How to Transform One’s Time: Japanese Marxist Intellectuals’ Discussions on Utopia during the Mid-Twentieth Century

Project: Research project

Project Details

Description

Over the course of the modern period, utopian thinking has played a crucial role in intellectual history. Since the end of the Cold War, utopia has often been dismissed as an abstract fantasy or even a nightmare that leads to totalitarianism. Still, after the official end of the ideological rivalry with the dissolution of the Soviet Union, the absence of a clear alternative system made the idea of utopia an object of scholarly investment. In this context, revisiting historical discourses on utopian thought and measuring their potential has become an important task for contemporary scholarship.

This research project will contribute to this effort by examining Japanese intellectuals’ discussions of utopia in the mid-twentieth century and exploring utopia’s transformative potential for global academic discourse. The proposed research will focus on the works of two Japanese Marxist intellectuals, Hani Gorō (1901–1983) and Hanada Kiyoteru (1909–1974). Both worked actively as leading intellectuals in mid-twentieth-century Japan and shared some important features such as a revolutionary stance, mastery of contemporary theory in humanities/social science, and historical interest in Japanese modernity and the European Renaissance. Through the interwar and wartime periods, both wrote texts that provided critical perspectives on past utopian literature and utopian projects. It was not unusual for Marxists to criticize utopianism, as Engels was critical of utopian socialism, but what was perhaps most important was that Hani and Hanada did not completely repudiate utopian thought, instead examining its potential by exploring alternative social spaces in reality or focusing on utopian “desire” itself.
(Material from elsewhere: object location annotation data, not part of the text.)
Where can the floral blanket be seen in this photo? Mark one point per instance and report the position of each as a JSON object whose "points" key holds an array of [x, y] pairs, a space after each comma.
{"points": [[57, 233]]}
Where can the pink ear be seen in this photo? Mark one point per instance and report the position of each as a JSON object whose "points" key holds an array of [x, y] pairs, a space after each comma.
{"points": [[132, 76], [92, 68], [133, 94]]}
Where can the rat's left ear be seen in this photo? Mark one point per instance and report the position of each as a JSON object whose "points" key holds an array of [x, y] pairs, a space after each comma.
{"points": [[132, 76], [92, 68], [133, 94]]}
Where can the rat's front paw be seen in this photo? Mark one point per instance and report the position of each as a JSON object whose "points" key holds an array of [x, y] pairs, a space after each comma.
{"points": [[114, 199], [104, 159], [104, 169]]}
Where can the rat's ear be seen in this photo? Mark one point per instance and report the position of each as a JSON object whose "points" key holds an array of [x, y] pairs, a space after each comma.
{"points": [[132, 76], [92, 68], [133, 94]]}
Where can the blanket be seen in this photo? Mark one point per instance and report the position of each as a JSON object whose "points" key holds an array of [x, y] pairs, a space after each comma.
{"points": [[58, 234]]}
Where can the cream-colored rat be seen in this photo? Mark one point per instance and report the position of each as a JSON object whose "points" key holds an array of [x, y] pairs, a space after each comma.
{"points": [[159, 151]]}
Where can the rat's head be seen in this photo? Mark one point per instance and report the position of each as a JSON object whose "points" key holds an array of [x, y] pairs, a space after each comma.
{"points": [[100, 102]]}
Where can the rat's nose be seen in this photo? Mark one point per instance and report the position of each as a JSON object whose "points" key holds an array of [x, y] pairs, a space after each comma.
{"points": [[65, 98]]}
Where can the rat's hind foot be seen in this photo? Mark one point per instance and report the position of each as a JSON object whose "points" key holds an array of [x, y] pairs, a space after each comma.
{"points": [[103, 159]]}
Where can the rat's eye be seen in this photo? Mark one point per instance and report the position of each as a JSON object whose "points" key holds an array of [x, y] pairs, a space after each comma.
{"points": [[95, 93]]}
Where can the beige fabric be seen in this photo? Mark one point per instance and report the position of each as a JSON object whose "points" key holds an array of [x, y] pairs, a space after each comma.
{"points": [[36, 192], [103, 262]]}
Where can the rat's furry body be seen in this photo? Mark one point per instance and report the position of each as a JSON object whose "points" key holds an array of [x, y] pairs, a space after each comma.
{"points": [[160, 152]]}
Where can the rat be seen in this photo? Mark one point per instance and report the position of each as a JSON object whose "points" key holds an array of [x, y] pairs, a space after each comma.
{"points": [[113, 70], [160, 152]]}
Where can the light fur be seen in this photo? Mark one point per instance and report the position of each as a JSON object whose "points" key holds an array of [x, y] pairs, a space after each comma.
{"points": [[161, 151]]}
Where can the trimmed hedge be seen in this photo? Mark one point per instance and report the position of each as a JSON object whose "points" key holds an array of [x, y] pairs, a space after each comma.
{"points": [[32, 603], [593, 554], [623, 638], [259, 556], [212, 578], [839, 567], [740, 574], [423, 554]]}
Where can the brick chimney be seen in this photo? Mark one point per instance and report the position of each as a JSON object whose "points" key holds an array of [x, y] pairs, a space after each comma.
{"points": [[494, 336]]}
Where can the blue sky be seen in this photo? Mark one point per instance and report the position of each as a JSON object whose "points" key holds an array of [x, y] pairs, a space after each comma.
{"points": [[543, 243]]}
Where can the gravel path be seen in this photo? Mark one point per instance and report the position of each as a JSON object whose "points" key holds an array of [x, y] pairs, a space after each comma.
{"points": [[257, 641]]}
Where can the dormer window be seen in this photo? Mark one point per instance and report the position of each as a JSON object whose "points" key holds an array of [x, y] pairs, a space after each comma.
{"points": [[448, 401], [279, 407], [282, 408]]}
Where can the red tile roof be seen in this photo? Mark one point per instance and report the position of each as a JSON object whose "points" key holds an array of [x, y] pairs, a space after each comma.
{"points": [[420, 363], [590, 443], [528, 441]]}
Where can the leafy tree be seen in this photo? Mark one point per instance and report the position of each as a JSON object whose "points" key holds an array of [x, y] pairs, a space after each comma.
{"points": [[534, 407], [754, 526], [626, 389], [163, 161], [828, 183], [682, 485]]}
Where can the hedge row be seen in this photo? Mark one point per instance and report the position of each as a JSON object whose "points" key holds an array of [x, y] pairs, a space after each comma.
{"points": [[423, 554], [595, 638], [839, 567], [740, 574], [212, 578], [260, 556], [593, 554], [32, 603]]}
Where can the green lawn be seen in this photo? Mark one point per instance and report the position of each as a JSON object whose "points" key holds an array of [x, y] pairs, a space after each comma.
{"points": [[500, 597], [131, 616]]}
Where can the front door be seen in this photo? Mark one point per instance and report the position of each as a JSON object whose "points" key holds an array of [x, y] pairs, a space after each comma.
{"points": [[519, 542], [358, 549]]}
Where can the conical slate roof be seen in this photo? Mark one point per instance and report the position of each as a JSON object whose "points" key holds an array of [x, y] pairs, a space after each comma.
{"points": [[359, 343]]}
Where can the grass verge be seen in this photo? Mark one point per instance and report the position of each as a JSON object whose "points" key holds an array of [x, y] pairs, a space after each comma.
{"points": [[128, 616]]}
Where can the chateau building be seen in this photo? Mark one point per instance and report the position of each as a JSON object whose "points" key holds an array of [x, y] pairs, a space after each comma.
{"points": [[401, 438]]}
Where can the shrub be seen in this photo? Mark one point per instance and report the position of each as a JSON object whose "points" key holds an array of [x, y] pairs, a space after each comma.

Recent utopian studies tend to direct our attention to a utopian “impulse” or “desire” that seems omnipresent in everyday life and culture, an impulse that is deemed irreducible to a deliberate utopian program. Based on such insights, my project will reveal the alternative desire-driven visions of utopia offered by Hani and Hanada. By revealing a new example of dialogue between Marxism and utopianism from Japan, this research will enrich the existing literature in utopian studies and global intellectual history. Furthermore, the project will carefully situate Hani’s and Hanada’s discussions within the historical development of utopian thought in Japan as well as ongoing utopian/transformative movements. In so doing, this project will also confirm the role and significance of Hani’s and Hanada’s work on utopia in Japanese social and cultural history.